Cuando llegamos a casa, regresamos al mismo cuarto donde días antes le había hablado de mi facilidad con las lenguas. Como entonces, me arrodillé ante él.
—No quiero que le hables a nadie de tu don, Nayaraq. Ni siquiera a tus hermanos. —¿Y cómo se lo iba a contar a Sayri y Katari, si ellos apenas me dirigían la palabra y me miraban como si fuera un bicho raro, pese al cariño con que yo los trataba y a mis continuos intentos de acercamiento?—. ¿Me oyes, Nayaraq? A nadie. En este mundo, cuando uno, y más si es una mujer, sobresale en algo que no es común ni natural, se arriesga a que lo tachen de achichin, de brujo. Y ya te conté lo que les hacen nuestras leyes a los hechiceros que sin estar autorizados por el inca pretenden competir con nuestros sacerdotes. Prométemelo, Nayaraq, prométeme que nunca le hablarás a nadie de ese don tuyo.
—Sí, tayta.
Pero, claro, ¿cómo se puede pedir a una niña de siete años que guarde silencio sobre aquello que podría causar el asombro de otros niños y niñas y que podría hacer que se ganase su admiración? Poco tiempo después de esa conversación con mi padre, revelé mi don a mi prima Sami. Ésta, que era una bocazas, se lo contó a Waylla. Al poco, todos los niños con quienes jugábamos lo supieron, también las hijas de Huayna Cápac, Azurpay, Cuxirimay, Quispe Sisa… Cuando llegaban extranjeros al Cuzco, desde Chili, desde Quito o desde cualquier otro lugar, me pedían que me acercara a ellos y que les tradujera sus, para sus oídos, indescifrables idiomas. Y yo lo hacía, no era más que un juego. También para ellas. Jamás pensé que ese don iba a condicionar mi vida y mi futuro.

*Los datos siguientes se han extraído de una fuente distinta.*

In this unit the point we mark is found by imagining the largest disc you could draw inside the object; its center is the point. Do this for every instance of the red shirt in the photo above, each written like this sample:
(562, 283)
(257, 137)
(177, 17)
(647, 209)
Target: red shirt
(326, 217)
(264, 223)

De cualquier forma, ese don mío de entender las lenguas extrañas era nada, una minucia, una tontería, comparado con ese otro que, algún tiempo después, se me reveló de pronto, como el azote ígneo de un demonio malvado. Un don terrible, espantoso, horrendo, un don que a ninguna persona, hombre o mujer, debieran concederle nunca jamás los dioses.